Makalah Realitas Kepemimpinan di Negara Muslim


BAB I
PENDAHULUAN
A. Latar Belakang
        Dalam banyak pandangan, terutama bagi setiap Muslim bahwa Islam adalah agama yang kaffah. Kaffah yang dalam definisi sederhana berarti menyeluruh atau meliputi semua hal tentang kehidupan manusia. Dalam hal ini Islam berarti agama yang meenyediakan berbagai aturan hidup bagi seluruh umat manusia, tanpa terkecuali. Islam dengan demikian bukan hanya dipandang sebagai konsep semata, yang berhenti pada tataran pemikiran selayaknya agama sebagai penjaga moralitas dan etika (akherat), namun juga memiliki keluasan kontekstual, termasuk meliputi urusan keduniawian.
        Muslim-muslim sub-benua India, dan selebihnya, bangga dengan asosiasinya dengan Islam. Saran bahwa negara-negara mereka harus diperintah oleh Islam tidaklah jarang dan sangat natural. Dalam konteks sub-benua itu, banyak yang kehilangan nyawanya dalam perjuangan penciptaan tanah air Muslim dan mereka semua yang membuat visi   itu menjadi mungkin dikenang sebagai para pahlawan. Mereka mendukung khilafah di hari-hari terakhirnya dan banyak suara-suara mendukung itu menjadi para pendiri Pakistan itu sendiri. Frustasi terhadap berbagai partai Muslim selama ber-dekade tidak pernah terhadap Islam, tapi terhadap penyalahgunaan dan pencurangan Islam untuk tujuan politis oleh kelompok-kelompok tertentu.

B. Rumusan Masalah
1. Apa pengertian Kepemimpinan Islam ?
2. Bagaimana realita Kepemimpian Islam di Indonesia ?


BAB II
PEMBAHASAN
A. Pengertian Kepemimpinan Islam
       Dalam Islam istilah kepemimpinan dikenal dengan istilah khilafah, imamah, dan ulil amri juga ada istilah ra’in. Kata khalifah mengandung makna ganda. Di satu pihak khalifah diartikan diartikan sebagai kepala negara dalam pemerintahan dan kerajaan islam di masa lalu, yang dalam konteks kerajaan pengertiannnya sama dengan sulthan.
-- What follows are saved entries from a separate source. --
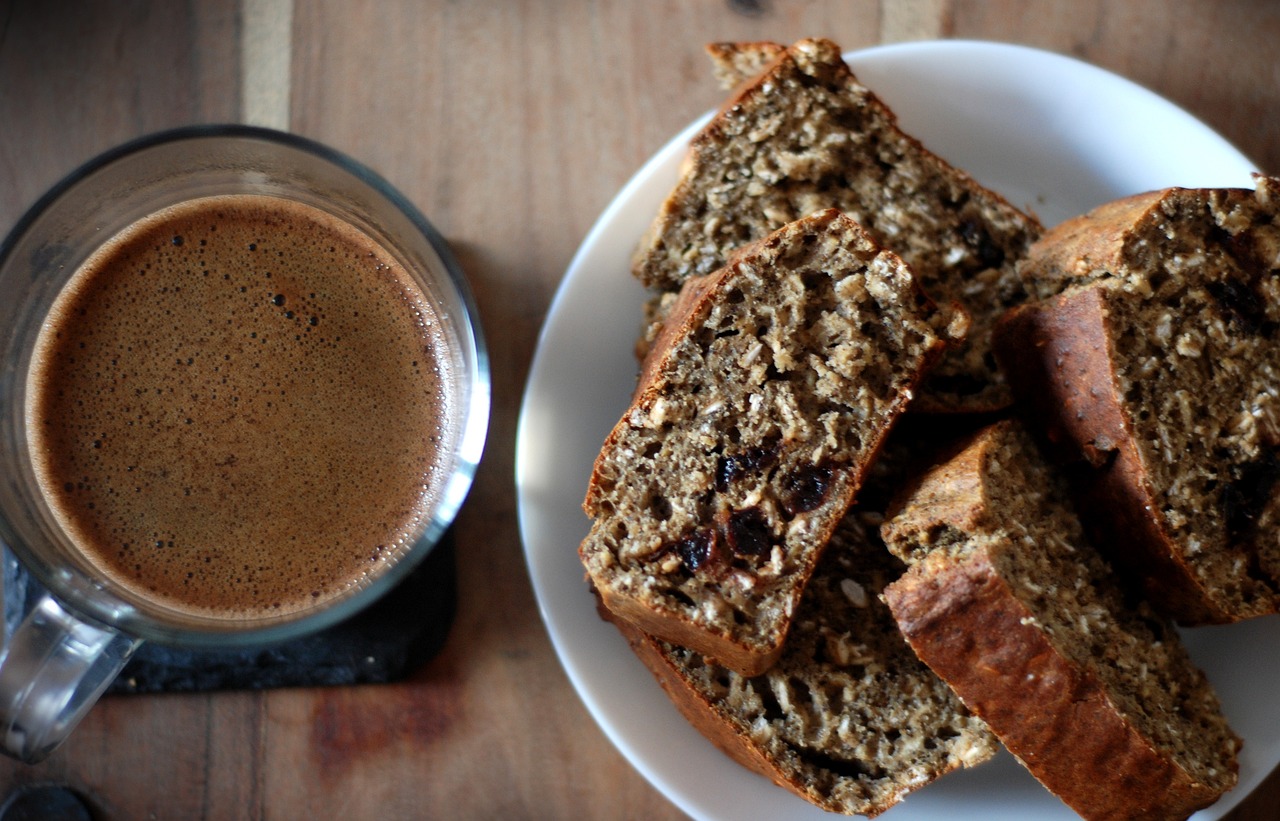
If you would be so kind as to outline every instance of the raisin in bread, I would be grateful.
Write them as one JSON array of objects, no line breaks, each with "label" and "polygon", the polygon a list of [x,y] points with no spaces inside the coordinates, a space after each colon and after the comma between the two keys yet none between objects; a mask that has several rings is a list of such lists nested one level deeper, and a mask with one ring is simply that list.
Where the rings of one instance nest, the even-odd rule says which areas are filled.
[{"label": "raisin in bread", "polygon": [[1061,293],[996,353],[1099,546],[1187,623],[1280,603],[1280,180],[1169,189],[1063,223],[1031,252]]},{"label": "raisin in bread", "polygon": [[634,273],[655,292],[651,327],[660,326],[663,295],[685,279],[787,222],[838,208],[901,255],[935,301],[959,304],[971,318],[969,341],[944,358],[917,408],[1007,405],[988,337],[996,317],[1025,297],[1015,263],[1039,223],[904,134],[834,43],[719,44],[712,54],[730,80],[772,60],[693,139],[641,242]]},{"label": "raisin in bread", "polygon": [[1235,785],[1217,696],[1016,423],[928,472],[881,532],[912,565],[885,589],[907,641],[1081,816],[1184,818]]},{"label": "raisin in bread", "polygon": [[579,553],[605,606],[768,669],[893,421],[946,344],[911,271],[836,211],[690,280],[596,460]]},{"label": "raisin in bread", "polygon": [[908,792],[988,760],[998,746],[916,658],[880,600],[902,563],[880,542],[877,522],[863,510],[841,521],[782,658],[763,675],[739,675],[618,625],[681,713],[716,746],[846,815],[878,815]]}]

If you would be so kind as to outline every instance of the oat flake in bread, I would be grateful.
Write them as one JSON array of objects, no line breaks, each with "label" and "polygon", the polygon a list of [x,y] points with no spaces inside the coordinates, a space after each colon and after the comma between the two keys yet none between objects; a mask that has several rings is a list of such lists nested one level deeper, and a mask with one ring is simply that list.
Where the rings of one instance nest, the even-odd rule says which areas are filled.
[{"label": "oat flake in bread", "polygon": [[914,269],[940,305],[972,320],[914,409],[992,410],[1009,401],[991,324],[1025,299],[1015,263],[1040,224],[904,134],[827,40],[717,44],[729,81],[764,66],[694,137],[681,178],[641,242],[635,275],[651,327],[685,279],[733,249],[823,208],[840,209]]},{"label": "oat flake in bread", "polygon": [[1180,819],[1237,780],[1239,739],[1172,623],[1126,600],[1015,422],[932,469],[881,530],[912,648],[1086,819]]},{"label": "oat flake in bread", "polygon": [[1168,189],[1063,223],[1026,262],[1060,291],[996,354],[1085,524],[1186,624],[1280,604],[1280,180]]},{"label": "oat flake in bread", "polygon": [[834,210],[686,283],[596,460],[579,554],[604,604],[752,676],[945,346],[910,269]]},{"label": "oat flake in bread", "polygon": [[703,735],[744,767],[846,815],[878,815],[999,746],[916,658],[880,600],[903,565],[880,542],[878,521],[857,509],[841,521],[782,658],[763,675],[741,676],[618,624]]}]

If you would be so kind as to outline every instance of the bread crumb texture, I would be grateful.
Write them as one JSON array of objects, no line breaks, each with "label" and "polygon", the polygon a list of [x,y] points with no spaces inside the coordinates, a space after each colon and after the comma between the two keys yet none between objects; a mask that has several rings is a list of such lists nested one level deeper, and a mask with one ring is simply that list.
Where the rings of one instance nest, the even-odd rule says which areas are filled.
[{"label": "bread crumb texture", "polygon": [[771,62],[695,137],[638,249],[634,272],[655,300],[720,268],[734,249],[837,208],[900,254],[939,305],[970,317],[968,341],[931,376],[921,407],[1007,404],[990,328],[1026,298],[1015,266],[1041,231],[1037,220],[904,134],[834,43],[722,44],[712,53],[730,76],[735,65]]},{"label": "bread crumb texture", "polygon": [[1151,494],[1145,515],[1213,620],[1275,612],[1280,180],[1104,207],[1047,236],[1028,273],[1062,291],[1044,310],[1101,291],[1110,384],[1080,389],[1117,398],[1128,441],[1085,443],[1102,451],[1091,460],[1105,468],[1113,451],[1133,448]]},{"label": "bread crumb texture", "polygon": [[1234,786],[1217,696],[1172,624],[1116,583],[1018,425],[935,468],[883,534],[914,563],[889,594],[912,646],[1077,812],[1182,818]]},{"label": "bread crumb texture", "polygon": [[[874,521],[874,519],[873,519]],[[745,678],[664,646],[668,663],[829,812],[874,816],[995,754],[995,736],[902,639],[879,592],[901,573],[859,512],[810,580],[777,665]]]},{"label": "bread crumb texture", "polygon": [[940,352],[936,316],[910,269],[835,211],[690,281],[584,504],[580,554],[605,602],[651,614],[663,638],[705,637],[697,649],[744,672],[731,648],[776,656]]},{"label": "bread crumb texture", "polygon": [[742,676],[630,635],[691,722],[726,752],[817,806],[850,815],[877,815],[998,748],[916,657],[880,599],[903,570],[879,539],[881,519],[875,507],[859,505],[841,520],[786,649],[766,673]]}]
Selain itu dikenal pula istilah khalifatur Rasul atau khalifatun nubuwwah yaitu pengganti Nabi sebagai pembawa risalah atau syariat, memberantas kedhaliman dan menegakkan keadilan. Firman Allah dalam surat al-Baqarah ayat 30 berikut :
2:30
Artinya : Dan (ingatlah) tatkala Tuhan engkau berkata kepada Malaikat : Sesungguhnya Aku hendak menjadikan di bumi seorang khalifah. Berkata mereka : Apakah Engkau hendak menjadikan padanya orang yang merusak di dalam nya dan menumpahkan darah, padahal kami bertasbih dengan memuji Engkau dan memuliakan Engkau ? Dia berkata : Sesungguhnya Aku lebih mengetahui apa yang tidak kamu ketahui.
       Dari firman Allah SWT tersebut dijelaskan bahwasanya tidak sekedar menunjuk pada para khalifah pengganti Rasulullah, tetapi adalah penciptaan manusia yang diberi tugas untuk memakmurkan bumi. Tugasnya adalah menyeru dan menyuruh orang lain berbuat amar ma’ruf nahi munkar. Dalam surat Yunus ayat 4 dijelaskan bahwa perbuatan manusia yang disebut kepemimpinan tidak pernah lepas dari perhatian dan penilaian Allah. Oleh karena itu    secara spiritual kepemimpinan harus diartikan sebagai kemampuan melaksanakan perintah dan meninggalkan larangan Allah baik secara bersama-sama maupun perseorangan. Kepemimpinan dalam arti spiritual tiada lain daripada ketaatan atau kemampuan mentaati perintah dan larangan Allah dan RasulNya dalam semua aspek Kehidupan.
       Dalam pengertian spiritual ini kita dapat menyimpulkan bahwa kepemimpinan Islam secara mutlak adalah bersumber dari Allah yang telah menjadikan manusia sebagi khalifah di bumi sehingga dimensi control tidak terbatas pada interaksi      antara yang memimpin dengan yang dipimpin, tetapi baik antara pemimpin dan yang dipimpin harus sama-sama mempertanggung jawabkan amanah yang diembannya sebagai seorang khalifah di bumi. Secara empiris kepemimpinan merupakan proses, yang berisi rangkaian kegiatan     yang saling mempengaruhi, berkesinambungan dan terarah pada satu tujuan. Rangkaian     kegiatan itu berwujud kemampuan, mempengaruhi, dan mengarahkan perasaan dan pikiran orang lain agar bersedia melakukan sesuatu yang diinginkan pemimpin dan teraah pada tujuan yang telah disepakati bersama.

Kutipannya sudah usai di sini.